On Caribou’s sixth album, Dan Snaith latches on to what people loved about his last albums to create Our Love: an album that is both conceptual and inviting. The concept is love. Snaith clarifies though that he is not talking about “the kind of pubescent ‘love at first sight’ new love or in the Hallmark sense.” He is talking about love as “the real and complicated way that people’s loving relationships develop over time, settling into something that they didn’t imagine at the start.” He says that to him, “Love is not some perfect platonic form but rather a collection of compromises and dependencies. But far from that debasing it – that’s what makes it the only meaningful thing there is.”
Snaith tries to keep his messages clear by using “metaphor-less language.” His beats are simple house beats. His voice is soulful and airy. The songs grow and shift within themselves, creating something unexpected around every turn. The album is about love, but it has a depth of emotions attached to it. It has woe and heartache as well as a sense of hopefulness and life. Our Love is an album made with love for the listeners.
The opening song, and one of the strongest on the entire album, “Can’t Do Without You” pulsates deeply while steadily looping the words “Can’t do without—” until a higher pitched but lovingly soft voice comes in to complete the fragmented idea, singing “I can’t do without you.” Then the whole song is overtaken by a whoosh of uptempo beat and deeper synths. The layers of the song mount, creating an energetic effect before coming back down to add an elaboration to the song. The same gentle voice gushes “And you’re the only thing I think about.” The song comes off as endearing but also a bit obsessive, which seems like a very real comment about love itself. Many of his songs seem to describe a singular aspect about how Snaith views love. They choose to focus on one thing at a time. The songs swirl around a central idea, engulfing the listener in the moment that the man behind Caribou has chosen to explore.
Caribou on Our Love could maybe be most easily described as sounding like one of the many Chet Faker and Flume collaborations. Our Love is a lot like Caribou’s previous album Swim. It is still beat focused, still intriguing, still trancelike, but now it is also more club inspired and soulful. “Our Love” starts off with a smooth smolder created by a simple, few note synth beat and a loop of Snaith sensually cooing “our love.” Then everything disappears. The beat changes and turns into a minimalist club beat with strange effects that really show Snaith’s DJing experience obtained through his other project Daphni. Near the end of the track, the vocals are filtered back in, bringing the dynamic song full circle.

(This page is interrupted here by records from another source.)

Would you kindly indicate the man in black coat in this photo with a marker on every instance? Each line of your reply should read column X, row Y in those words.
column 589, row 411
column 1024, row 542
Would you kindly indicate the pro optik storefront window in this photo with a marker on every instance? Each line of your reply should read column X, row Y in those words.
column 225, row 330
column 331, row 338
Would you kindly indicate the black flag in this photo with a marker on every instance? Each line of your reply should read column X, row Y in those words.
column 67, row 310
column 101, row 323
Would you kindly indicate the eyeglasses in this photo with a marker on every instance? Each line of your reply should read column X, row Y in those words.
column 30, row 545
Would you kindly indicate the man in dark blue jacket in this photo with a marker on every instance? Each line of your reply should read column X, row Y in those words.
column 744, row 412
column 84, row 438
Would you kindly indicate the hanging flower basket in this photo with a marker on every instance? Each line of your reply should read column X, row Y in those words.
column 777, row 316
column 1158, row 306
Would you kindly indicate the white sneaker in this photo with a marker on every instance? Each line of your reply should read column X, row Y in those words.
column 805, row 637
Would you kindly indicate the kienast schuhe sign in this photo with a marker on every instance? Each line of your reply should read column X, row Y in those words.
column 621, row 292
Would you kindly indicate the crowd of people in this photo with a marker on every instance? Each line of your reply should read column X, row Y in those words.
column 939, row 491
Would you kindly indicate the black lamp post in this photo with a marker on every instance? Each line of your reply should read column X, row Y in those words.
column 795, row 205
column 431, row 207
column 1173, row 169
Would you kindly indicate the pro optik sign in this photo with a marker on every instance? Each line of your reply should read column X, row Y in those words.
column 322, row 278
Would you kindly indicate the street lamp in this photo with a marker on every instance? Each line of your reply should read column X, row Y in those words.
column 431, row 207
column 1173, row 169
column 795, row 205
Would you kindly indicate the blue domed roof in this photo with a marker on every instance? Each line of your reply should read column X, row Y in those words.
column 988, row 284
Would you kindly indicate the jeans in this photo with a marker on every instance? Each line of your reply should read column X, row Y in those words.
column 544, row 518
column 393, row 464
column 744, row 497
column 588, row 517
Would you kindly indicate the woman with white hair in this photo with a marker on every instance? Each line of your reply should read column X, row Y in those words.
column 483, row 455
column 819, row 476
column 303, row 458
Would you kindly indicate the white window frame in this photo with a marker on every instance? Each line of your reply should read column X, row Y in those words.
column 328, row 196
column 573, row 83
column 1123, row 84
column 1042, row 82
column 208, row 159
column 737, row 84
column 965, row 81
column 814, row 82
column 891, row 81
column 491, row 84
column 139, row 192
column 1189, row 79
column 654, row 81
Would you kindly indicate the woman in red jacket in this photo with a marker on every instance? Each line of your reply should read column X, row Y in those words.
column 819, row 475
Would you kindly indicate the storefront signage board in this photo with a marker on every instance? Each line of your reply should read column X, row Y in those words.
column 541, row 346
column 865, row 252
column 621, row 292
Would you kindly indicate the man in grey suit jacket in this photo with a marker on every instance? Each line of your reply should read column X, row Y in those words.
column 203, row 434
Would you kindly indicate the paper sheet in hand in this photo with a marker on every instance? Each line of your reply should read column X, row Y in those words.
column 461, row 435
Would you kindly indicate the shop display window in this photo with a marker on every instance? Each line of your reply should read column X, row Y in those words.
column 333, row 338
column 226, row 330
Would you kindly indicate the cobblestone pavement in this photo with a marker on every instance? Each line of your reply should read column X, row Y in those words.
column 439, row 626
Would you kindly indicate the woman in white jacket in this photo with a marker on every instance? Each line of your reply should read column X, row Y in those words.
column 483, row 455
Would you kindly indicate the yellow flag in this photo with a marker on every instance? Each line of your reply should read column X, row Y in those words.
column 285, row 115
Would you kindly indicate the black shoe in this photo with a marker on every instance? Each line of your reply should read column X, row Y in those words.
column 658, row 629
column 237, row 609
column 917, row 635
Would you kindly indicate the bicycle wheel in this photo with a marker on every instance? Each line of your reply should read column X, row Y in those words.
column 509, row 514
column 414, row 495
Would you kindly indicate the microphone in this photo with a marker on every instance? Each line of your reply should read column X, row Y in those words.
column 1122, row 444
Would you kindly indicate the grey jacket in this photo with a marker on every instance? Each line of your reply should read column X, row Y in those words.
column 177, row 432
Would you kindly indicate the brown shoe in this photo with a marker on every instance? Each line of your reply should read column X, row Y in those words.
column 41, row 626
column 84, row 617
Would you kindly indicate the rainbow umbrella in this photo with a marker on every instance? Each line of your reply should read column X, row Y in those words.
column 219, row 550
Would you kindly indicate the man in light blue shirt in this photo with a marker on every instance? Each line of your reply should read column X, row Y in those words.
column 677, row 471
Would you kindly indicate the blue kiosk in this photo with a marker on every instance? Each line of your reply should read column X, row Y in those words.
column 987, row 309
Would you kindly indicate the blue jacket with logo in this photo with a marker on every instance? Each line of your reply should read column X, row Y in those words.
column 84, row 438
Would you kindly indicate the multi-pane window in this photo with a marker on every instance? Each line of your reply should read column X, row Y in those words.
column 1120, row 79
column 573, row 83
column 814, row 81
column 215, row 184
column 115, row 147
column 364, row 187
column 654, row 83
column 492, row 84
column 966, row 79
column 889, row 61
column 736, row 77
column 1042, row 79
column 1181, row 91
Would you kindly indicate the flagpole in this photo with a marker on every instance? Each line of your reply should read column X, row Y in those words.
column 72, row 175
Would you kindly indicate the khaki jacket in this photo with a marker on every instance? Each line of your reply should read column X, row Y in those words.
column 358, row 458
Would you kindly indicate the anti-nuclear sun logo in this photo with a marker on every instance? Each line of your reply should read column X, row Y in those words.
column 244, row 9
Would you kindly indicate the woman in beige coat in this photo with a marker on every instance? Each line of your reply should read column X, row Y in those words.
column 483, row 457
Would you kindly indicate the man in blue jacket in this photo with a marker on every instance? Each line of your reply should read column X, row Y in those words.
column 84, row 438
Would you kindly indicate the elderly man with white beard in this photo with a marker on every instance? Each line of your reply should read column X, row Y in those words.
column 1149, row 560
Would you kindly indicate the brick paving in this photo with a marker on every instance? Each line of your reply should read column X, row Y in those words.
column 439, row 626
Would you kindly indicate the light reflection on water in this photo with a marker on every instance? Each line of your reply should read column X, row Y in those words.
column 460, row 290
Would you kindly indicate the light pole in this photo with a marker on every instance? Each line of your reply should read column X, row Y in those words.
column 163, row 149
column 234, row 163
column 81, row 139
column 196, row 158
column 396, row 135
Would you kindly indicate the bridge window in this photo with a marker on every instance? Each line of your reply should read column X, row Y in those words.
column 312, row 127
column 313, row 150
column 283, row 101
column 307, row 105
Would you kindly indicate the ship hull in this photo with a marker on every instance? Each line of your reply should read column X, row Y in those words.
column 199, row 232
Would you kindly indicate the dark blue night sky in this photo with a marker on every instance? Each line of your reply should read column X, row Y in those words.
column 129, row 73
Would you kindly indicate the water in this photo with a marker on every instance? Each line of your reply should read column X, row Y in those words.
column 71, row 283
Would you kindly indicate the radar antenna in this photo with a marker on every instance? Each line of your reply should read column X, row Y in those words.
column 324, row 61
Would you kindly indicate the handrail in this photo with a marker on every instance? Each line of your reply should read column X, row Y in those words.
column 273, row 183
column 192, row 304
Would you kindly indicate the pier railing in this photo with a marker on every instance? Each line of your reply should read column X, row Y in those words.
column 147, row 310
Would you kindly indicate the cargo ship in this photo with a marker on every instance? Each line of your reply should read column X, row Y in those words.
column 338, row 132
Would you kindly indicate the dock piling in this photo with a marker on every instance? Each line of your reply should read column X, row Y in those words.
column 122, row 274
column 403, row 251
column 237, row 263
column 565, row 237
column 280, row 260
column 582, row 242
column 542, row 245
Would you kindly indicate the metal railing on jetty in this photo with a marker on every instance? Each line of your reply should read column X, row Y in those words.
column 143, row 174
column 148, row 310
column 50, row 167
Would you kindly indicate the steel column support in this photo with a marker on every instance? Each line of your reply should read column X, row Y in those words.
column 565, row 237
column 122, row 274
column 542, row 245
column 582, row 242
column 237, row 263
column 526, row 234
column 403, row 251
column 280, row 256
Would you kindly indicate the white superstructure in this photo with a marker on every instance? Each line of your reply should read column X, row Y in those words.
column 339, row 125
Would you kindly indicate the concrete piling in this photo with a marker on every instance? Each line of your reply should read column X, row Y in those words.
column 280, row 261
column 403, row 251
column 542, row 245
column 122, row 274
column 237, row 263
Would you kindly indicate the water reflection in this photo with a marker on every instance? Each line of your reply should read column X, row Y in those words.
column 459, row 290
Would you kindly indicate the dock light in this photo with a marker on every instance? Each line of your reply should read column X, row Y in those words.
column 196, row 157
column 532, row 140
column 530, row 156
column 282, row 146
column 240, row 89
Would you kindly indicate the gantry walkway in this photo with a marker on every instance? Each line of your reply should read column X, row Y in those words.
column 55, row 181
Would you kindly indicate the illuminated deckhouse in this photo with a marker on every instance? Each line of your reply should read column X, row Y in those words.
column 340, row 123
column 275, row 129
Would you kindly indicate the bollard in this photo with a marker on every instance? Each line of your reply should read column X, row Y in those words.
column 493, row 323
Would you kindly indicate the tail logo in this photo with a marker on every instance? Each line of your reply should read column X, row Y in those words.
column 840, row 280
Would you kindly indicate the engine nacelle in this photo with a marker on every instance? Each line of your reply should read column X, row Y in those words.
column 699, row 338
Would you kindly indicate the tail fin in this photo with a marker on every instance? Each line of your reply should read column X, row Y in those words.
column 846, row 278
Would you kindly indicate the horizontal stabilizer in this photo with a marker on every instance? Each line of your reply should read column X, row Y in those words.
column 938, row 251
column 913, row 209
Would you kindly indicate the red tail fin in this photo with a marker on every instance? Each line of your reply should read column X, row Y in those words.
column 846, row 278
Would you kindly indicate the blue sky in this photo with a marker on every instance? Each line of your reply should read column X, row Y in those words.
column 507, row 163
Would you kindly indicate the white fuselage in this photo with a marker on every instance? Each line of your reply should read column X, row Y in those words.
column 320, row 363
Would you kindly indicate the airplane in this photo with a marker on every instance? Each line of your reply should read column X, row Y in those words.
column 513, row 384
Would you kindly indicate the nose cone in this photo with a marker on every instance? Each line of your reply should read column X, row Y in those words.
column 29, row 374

“Back Home” and “Your Love Will Set You Free” are also standouts on the record. “Back Home” reveals Snaith bare. He is completely audible and emerges sounding beautifully vulnerable. The song shifts into a soulful trip-hop and suddenly so many words are flowing from him. “Your Love Will Set You Free” is a bouncy sort of techno with muted vocals: like a sad, seductive robot. The violin part by Snaith’s long time friend, Owen Pallett, really perfects the whole thing. It makes it all the more hopelessly romantic.